Грейн знал, что должен ее утешать, но у него не было слов. Все внутри его было обнаженным и измученным от бессонной ночи. Он даже в чем-то завидовал умершему, который лежал себе спокойно, безо всяких обязанностей, безо всяких забот, безо всяких уколов совести. «Нет, не существует никакой души, не существует! — кричал кто-то внутри Грейна. — Мы никчемные машинки, которые ломаются и идут на переплавку… Бог хотел обидеть нас, плюнуть нам в лицо. Он хотел подчеркнуть собственное величие…» Вошел Борис Маковер.
— Я позвонил ему. Он сейчас приедет. Надо будет организовать похороны…
Никто ему не ответил.
— Будьте любезны, Грейн. Мне надо вам что-то сказать.
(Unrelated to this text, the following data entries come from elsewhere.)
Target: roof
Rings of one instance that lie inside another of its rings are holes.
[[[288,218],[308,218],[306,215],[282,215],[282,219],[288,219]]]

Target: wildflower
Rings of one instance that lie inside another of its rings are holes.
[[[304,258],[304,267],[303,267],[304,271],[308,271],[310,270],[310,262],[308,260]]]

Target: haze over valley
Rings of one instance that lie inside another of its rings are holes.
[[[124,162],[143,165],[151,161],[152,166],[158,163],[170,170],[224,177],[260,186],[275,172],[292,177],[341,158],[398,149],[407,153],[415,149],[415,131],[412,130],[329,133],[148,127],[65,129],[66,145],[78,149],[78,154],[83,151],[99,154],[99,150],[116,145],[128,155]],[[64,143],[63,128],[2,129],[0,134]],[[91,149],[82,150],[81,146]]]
Борис Маковер подал Грейну знак, чтобы тот вышел с ним в другую комнату. Грейн последовал за ним. Яши Котика в коридоре не было. Он, наверное, находился в ванной комнате.
— Что здесь делает этот гнусный тип? — спросил Борис Маковер. — Я даже не знал, что он еще жив…
— Он в Америке. Был в Голливуде. Он сюда переехал.
— Переехал? Сюда?
— Да.
— Что это вдруг? Ну, про вашего брата нечего задавать дурацкие вопросы… Раз уж всё навыворот, то навыворот. Я вам скажу одно: вы совершили большой грех. Убийство. Вы же видите, что это результат… Но это все равно предначертано… Я стер ее как дочь, стер… Но она все-таки моя плоть и кровь. Теперь она больше не мужняя жена и… и… пришло уже время, чтобы вы разобрались. Не годится грешить против Творца. Я умолял его, чтобы он дал ей развод. Но современный человек ни с чем не хочет считаться…
— Да, да…
— А раз так, то разведитесь и положите конец этому позорищу!
— Я сделаю все, что смогу…
— Мне как будто дают пощечины каждый день! — произнес Борис Маковер, сглатывая слова.
Грейн вдруг ощутил родственную близость к этому еврею. Такого чувства у него до сих пор никогда не было. Он был его тестем. У Грейна никогда еще не было тестя и тещи. Лея была сиротой. Родственная близость к мужчине, отцу женщины, с которой он живет, была для Грейна чем-то новым. Даже у его любовниц не было отцов. Или он никогда не знал их отцов. В этот момент на него нахлынули чувство любви к Борису Маковеру и стыда за то, что он, Грейн, позорит его.